C.O.I. – Policy and Procedures


In order to assure proper corporate governance, to comply with applicable law, and to protect the interests of the Tucson Gem and Mineral Society (the “Society”), the Society hereby establishes this policy to regulate any conflict of interest that may arise as individuals in the Society make and implement Society policy and/or enter into transactions on behalf of the Society.  This document will supplement but not supplant any applicable State or Federal laws governing conflicts of interest with respect to nonprofit and charitable organizations.


1.         Interested Person:  Any director, officer, committee member or employee who has a direct or indirect financial interest, as defined below, is an Interested Person.

2.         Financial Interest:  A person has a Financial Interest if the person, the person’s business or a member of the person’s family has, directly or indirectly, any of the following:

a.         An ownership or investment interest in any entity with which the Society has or is contemplating having a transaction, or

b.         A compensation arrangement or expectation with any entity with which the Society has or is contemplating having a transaction, or

c.         A potential ownership or investment interest or compensation agreement with any entity with which the Society has or is contemplating having a transaction, or

d.         An interest in the transaction that is of such financial significance to the director or a person or entity related to the director that the interest would reasonably be expected to exert an influence on the director’s judgment if the director were called to vote on the transaction.

3.         Conflict of Interest:  A Conflict of Interest (“Conflict”) occurs when an Interested Person is in a position to influence, make, or participate in making, directly or indirectly, any decision related to the entity in which the Interested Person has a Financial Interest.  Any situation where the judgment of an Interested Person may be compromised as a result of his or her Financial Interest or where he or she may obtain a personal benefit of some kind is potentially a Conflict.
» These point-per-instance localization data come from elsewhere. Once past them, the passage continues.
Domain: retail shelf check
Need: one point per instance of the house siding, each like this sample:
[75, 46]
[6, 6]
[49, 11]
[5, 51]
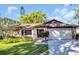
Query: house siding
[60, 33]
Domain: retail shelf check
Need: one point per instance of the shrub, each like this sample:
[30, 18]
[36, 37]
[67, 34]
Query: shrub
[15, 40]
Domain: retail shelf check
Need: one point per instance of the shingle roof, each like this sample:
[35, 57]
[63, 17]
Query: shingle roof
[55, 24]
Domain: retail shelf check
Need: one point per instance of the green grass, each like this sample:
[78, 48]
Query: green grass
[23, 48]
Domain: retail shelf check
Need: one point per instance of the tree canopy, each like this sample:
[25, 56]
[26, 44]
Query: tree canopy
[33, 17]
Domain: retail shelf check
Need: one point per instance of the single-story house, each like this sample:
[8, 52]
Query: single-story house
[53, 29]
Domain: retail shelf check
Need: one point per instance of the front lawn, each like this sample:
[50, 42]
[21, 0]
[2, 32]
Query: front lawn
[23, 48]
In connection with any actual or potential Conflict, an Interested Person must immediately disclose the facts giving rise to the actual or potential Conflict to the Society’s President or, if the President is the Interested Person, to the members of the Society’s Board of Directors.  The President or the Board of Directors will make a determination as to whether or not a Conflict exists.
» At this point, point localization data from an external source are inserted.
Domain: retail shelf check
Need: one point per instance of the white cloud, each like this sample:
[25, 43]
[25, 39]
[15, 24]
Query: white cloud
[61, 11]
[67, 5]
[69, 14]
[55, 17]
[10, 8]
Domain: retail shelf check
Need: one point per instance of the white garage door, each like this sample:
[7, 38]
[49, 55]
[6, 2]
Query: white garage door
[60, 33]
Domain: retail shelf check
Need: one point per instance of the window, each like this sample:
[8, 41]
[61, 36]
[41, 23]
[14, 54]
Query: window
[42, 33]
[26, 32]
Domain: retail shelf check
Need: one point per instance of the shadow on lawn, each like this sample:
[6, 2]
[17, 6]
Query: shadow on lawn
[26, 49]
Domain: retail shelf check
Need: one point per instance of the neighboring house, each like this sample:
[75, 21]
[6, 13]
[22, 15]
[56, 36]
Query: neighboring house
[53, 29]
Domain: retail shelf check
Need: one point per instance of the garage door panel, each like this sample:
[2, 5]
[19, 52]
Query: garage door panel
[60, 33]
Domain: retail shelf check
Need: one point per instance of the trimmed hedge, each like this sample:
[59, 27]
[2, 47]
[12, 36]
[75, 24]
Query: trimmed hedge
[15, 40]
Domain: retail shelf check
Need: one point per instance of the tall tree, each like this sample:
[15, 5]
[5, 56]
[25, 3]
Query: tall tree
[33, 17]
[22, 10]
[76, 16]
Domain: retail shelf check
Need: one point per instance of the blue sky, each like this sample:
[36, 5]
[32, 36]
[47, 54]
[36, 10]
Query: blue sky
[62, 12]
If the President or the Board determines that a Conflict exists, the Interested Party shall withdraw from any meeting of the Board, Committee or staff, as applicable, while discussion on the transaction or subject is taking place.  However, nothing in this paragraph is intended to prevent the Board or Committee from calling the Interested Person into the meeting to answer any questions regarding the matter under discussion nor shall it release the Interested Person from his or her obligation to disclose such Conflict.

The President or designee shall, if appropriate, appoint a disinterested person to investigate alternatives to the transaction that gives rise to the Conflict and the Society shall determine whether the Society can obtain a transaction or arrangement that is more advantageous to the Society from a person or entity that would not give rise to a Conflict.  If a more advantageous transaction or arrangement is not reasonably available, then the decision and/or vote, as applicable, regarding the transaction shall be made by the disinterested members of the Board or Committee or by a disinterested employee(s), as appropriate, and such decision shall be made in the best interest of the Society, for its own benefit, and on terms that are fair and reasonable.  The Interested Person shall not participate in any way in the decision or vote on the matter under consideration.
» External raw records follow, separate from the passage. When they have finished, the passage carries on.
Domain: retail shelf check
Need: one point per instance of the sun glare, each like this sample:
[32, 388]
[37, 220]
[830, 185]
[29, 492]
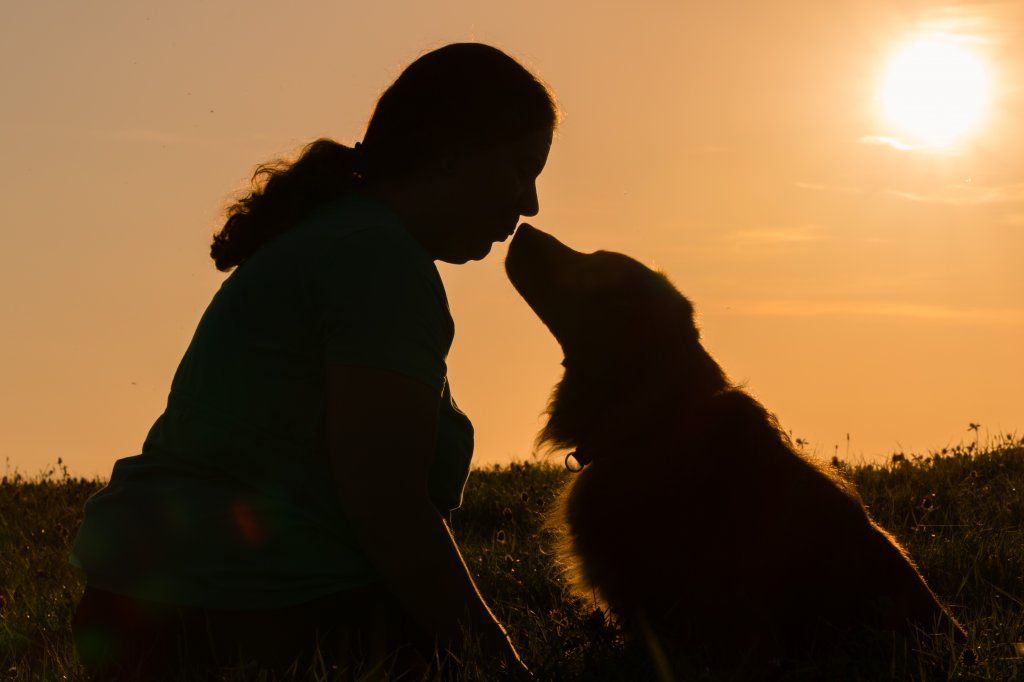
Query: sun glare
[934, 91]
A Disclosure Form will be distributed annually at the beginning of the Fiscal year to all individuals covered by this Policy to be completed and returned to the Board in a timely manner.  

It is the responsibility of each person covered by this Policy to disclose any and all circumstances that might be perceived as a Conflict and to take responsibility to recuse him or herself from any decision regarding the matter that gives rise to the Conflict. This is an on-going duty, such that each person covered by this policy must make a new disclosure whenever a potential conflict arises.


Any person who has a reasonable belief that a violation of this Policy may have occurred must report that belief to the President or the Board.  If the President or the Board has reason to believe that a person covered by this Policy has failed to disclose a Conflict or that a violation of this Policy has occurred, the President or the Board shall appoint a committee of Board members, or, if the violation involves a member or members of the Board, a committee of Society members who have belonged to the Society for at least eight years, to investigate the possible violation.  The person or persons involved shall be given an opportunity to clarify and resolve the subject of concern.  If after an appropriate investigation, the committee determines that a violation of this policy has occurred, the Board shall take appropriate disciplinary or corrective action in accordance with the Bylaws of the Society.

All interactions and transactions involved in the investigation, review and disciplinary process will be held in the strictest confidence.

This Policy shall be reviewed annually by the current Board of Directors.